泣
Zeichengeschichte & Erklärung
Historisch belegt ist 泣 seit der Han-Dynastie (206 v. Chr.–220 n. Chr.) in klassischen Texten wie den ‚Gedichten vom Buch der Lieder‘ (Shījīng) und späteren historiographischen Werken. Es erscheint häufig in Passagen über Trauer um verstorbene Kaiser, verlorene Heimat oder unglückliche Liebe – etwa in Du Fu’s Gedichten, wo es stilistisch kontrastiert zu ruhigeren Emotionsausdrücken steht. In der modernen Sprache lebt es vor allem in Redewendungen wie 泣不成声 („so sehr weinen, dass man nicht mehr sprechen kann“) fort.
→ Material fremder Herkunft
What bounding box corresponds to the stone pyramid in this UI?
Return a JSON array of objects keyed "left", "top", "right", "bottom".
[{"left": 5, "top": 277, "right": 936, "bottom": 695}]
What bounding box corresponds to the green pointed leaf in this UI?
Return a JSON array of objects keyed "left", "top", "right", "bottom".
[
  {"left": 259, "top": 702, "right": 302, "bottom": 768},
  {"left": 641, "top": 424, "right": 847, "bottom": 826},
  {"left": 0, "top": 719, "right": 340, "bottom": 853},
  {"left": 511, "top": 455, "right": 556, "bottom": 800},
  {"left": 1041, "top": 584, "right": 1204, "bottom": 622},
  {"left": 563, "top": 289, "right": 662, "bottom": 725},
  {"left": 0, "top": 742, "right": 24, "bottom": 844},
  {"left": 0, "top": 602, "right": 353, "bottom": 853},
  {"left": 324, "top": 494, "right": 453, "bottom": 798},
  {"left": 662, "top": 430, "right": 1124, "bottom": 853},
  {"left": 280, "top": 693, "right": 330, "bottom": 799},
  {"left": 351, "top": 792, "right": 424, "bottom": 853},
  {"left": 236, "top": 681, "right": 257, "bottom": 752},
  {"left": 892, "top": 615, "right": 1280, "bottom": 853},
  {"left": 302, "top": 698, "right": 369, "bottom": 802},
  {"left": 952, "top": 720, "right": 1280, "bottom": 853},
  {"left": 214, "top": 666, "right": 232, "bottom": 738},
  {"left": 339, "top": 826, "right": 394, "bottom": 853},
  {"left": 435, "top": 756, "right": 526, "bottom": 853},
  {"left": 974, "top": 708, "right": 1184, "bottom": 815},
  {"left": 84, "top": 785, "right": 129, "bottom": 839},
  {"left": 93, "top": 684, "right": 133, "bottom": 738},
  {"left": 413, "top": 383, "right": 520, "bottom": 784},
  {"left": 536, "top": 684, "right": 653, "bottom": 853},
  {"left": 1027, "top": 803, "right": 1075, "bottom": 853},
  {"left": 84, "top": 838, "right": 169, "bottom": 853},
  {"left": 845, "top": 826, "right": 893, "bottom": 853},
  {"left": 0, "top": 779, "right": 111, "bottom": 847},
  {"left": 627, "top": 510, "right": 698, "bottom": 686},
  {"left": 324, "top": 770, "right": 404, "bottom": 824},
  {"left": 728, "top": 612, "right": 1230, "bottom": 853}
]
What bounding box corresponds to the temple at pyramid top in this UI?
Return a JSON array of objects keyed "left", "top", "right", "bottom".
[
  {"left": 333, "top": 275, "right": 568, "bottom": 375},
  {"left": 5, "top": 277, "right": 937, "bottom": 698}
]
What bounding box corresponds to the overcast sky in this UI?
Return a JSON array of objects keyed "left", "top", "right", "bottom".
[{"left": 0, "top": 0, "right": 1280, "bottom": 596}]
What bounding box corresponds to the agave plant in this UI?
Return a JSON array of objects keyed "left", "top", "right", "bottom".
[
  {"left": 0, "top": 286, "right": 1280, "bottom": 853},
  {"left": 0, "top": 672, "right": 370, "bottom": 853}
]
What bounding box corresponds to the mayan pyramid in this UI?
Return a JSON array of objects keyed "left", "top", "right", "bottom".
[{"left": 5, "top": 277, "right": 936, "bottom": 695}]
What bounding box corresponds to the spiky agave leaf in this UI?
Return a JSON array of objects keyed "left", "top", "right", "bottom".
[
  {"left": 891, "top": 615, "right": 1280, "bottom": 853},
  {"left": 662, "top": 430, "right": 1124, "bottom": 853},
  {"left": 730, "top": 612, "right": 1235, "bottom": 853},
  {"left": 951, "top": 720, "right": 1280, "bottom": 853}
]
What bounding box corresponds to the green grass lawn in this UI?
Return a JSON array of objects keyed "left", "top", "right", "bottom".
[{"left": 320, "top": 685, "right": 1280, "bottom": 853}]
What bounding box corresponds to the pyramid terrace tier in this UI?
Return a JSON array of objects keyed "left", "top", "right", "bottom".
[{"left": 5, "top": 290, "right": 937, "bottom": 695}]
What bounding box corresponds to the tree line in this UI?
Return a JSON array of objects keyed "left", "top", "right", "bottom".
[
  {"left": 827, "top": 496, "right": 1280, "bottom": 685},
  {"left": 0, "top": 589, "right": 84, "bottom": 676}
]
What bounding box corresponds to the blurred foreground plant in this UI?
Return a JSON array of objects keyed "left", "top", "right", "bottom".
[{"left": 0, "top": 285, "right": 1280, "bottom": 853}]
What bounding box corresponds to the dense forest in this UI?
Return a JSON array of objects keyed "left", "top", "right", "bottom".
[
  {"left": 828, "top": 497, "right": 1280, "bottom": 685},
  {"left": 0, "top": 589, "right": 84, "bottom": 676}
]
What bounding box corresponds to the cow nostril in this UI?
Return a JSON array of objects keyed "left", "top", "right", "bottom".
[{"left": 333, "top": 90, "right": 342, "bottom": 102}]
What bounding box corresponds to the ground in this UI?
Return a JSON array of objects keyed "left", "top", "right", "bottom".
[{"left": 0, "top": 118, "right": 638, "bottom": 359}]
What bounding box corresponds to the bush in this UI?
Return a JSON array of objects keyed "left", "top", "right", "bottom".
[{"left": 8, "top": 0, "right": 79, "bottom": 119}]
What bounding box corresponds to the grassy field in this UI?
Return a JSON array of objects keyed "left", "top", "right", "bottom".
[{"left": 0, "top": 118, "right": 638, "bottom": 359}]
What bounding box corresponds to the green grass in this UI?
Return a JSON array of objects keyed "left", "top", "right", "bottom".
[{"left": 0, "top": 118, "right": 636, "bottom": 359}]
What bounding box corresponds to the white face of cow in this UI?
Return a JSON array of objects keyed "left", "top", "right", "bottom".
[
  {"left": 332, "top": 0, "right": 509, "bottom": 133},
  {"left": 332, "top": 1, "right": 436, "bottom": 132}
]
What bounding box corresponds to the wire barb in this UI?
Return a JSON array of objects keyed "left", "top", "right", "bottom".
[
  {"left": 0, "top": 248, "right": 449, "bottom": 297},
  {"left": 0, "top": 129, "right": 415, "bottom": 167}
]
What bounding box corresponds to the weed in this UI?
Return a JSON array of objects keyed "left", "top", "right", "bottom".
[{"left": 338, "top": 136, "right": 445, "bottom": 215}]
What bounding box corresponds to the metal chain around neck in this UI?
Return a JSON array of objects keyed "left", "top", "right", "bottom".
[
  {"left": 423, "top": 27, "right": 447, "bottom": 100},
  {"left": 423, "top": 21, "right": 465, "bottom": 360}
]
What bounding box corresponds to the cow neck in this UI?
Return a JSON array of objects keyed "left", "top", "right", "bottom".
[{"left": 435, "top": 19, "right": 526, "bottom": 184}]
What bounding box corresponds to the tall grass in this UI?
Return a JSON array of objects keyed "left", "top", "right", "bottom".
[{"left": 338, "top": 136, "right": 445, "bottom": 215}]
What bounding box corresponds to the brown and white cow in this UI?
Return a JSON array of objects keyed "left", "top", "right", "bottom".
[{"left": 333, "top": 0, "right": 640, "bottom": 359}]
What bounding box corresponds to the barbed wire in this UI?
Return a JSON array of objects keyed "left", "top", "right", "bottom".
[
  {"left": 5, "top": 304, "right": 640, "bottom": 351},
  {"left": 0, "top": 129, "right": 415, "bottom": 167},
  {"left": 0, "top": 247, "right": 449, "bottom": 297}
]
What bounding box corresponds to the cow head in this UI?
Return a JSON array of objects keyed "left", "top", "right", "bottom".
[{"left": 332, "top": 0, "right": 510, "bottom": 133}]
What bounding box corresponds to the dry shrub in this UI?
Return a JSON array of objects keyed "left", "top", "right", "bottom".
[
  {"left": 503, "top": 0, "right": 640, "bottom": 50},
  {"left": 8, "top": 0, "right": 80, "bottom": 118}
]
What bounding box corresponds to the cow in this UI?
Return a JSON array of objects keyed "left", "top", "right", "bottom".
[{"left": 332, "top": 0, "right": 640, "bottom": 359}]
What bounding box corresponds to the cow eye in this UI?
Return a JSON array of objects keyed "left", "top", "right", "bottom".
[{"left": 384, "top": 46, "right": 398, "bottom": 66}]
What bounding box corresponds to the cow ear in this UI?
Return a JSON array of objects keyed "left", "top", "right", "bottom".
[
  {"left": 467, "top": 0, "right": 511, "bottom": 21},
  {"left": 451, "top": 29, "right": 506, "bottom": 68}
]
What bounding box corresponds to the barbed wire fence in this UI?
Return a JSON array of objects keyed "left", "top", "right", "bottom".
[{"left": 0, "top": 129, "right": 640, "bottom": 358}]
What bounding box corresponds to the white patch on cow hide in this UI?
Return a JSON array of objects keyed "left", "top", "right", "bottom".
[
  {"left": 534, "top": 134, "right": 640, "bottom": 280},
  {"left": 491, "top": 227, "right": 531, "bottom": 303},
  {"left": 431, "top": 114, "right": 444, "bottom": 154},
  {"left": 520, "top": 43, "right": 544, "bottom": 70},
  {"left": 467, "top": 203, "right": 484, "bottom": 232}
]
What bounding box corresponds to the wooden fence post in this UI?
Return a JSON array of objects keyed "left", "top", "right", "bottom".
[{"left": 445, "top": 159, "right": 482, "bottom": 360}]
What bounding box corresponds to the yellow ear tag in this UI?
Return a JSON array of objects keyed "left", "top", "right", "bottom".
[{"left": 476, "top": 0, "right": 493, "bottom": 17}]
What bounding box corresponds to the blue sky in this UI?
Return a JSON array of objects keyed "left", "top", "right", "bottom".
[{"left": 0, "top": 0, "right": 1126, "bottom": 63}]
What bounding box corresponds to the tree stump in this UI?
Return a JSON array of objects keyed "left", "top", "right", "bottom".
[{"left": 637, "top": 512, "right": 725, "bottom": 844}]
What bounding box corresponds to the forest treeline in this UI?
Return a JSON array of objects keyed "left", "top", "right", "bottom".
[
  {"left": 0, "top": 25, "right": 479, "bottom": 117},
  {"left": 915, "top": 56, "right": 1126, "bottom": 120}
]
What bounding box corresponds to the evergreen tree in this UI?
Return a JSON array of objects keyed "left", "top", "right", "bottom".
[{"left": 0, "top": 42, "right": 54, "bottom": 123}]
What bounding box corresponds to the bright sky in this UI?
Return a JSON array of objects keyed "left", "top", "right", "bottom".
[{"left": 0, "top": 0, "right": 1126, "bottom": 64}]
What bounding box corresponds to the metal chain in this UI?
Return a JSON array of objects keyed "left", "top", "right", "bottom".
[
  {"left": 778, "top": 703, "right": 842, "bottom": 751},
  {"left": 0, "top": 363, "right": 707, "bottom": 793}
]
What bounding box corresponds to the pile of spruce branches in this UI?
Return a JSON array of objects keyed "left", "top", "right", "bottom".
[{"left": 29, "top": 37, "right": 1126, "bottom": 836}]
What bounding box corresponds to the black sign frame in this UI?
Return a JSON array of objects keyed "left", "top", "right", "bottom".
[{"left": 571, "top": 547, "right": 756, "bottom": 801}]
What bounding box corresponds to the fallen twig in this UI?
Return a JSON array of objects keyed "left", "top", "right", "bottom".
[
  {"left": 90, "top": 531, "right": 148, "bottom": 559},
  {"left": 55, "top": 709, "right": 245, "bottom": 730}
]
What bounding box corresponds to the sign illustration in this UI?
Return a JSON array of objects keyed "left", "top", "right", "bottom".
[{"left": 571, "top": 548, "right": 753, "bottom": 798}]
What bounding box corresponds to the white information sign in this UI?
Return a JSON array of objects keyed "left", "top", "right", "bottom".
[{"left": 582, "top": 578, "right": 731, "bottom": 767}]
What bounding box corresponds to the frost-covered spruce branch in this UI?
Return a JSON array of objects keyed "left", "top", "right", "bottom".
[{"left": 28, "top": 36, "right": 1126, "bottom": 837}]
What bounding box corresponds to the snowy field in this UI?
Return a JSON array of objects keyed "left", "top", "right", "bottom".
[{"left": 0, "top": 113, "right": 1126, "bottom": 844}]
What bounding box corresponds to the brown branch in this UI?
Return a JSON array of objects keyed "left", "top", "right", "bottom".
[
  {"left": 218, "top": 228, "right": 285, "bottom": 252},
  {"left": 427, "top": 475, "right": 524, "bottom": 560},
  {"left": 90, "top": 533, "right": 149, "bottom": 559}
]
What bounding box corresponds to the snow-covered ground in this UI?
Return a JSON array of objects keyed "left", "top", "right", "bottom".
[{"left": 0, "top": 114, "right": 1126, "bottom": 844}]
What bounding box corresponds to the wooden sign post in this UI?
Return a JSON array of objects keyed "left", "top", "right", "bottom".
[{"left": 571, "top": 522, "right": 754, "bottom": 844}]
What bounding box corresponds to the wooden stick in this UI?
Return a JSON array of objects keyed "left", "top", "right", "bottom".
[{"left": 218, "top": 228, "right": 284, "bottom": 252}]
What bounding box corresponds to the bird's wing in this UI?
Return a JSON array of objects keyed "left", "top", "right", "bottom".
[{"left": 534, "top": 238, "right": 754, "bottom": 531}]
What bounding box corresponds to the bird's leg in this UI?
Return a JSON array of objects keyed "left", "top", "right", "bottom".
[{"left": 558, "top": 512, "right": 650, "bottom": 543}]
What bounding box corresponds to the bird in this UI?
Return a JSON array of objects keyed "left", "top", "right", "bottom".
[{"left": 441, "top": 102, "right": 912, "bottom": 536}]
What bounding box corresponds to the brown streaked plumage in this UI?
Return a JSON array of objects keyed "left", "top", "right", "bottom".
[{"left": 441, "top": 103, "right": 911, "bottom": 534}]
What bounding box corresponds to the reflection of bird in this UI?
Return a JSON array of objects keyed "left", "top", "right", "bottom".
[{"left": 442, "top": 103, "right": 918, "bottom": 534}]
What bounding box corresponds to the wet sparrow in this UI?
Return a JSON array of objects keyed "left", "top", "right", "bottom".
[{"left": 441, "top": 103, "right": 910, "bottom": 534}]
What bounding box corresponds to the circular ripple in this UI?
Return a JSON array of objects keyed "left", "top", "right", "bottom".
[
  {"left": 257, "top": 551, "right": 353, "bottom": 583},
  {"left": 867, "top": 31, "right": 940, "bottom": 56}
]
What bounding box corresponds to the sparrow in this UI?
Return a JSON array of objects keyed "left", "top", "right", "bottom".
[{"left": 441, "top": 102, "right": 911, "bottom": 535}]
Die Schriftform ist kein Piktogramm, sondern ein phono-semantisches Zeichen: Der linke Teil 氵 (Wasser) deutet auf Tränen hin, der rechte Teil 契 (qì) liefert den Lautwert. 契 selbst bedeutet ursprünglich ‚vertraglich vereinbaren‘ oder ‚einschneiden‘, hat aber hier rein phonetische Funktion. Die Form blieb seit der Kleinen Siegelschrift (Xiǎozhuàn) weitgehend stabil.
Das Zeichen 泣 (qì) gehört zur Gruppe der semantisch-phonetischen Komposita und besteht aus dem Wasser-Radikal 氵 links sowie dem phonetischen Bestandteil 契 (qì) rechts. Das Radikal 氵 signalisiert eine Beziehung zu Flüssigkeit – hier konkret zu Tränen –, was die Bedeutung ‚weinen, schluchzen‘ stützt. Es ist kein Piktogramm, sondern ein entwickeltes Zeichen aus der Zhou-Zeit, das in frühen Bronzeinschriften noch nicht belegt ist, aber seit der Han-Dynastie regelmäßig in literarischen Texten vorkommt.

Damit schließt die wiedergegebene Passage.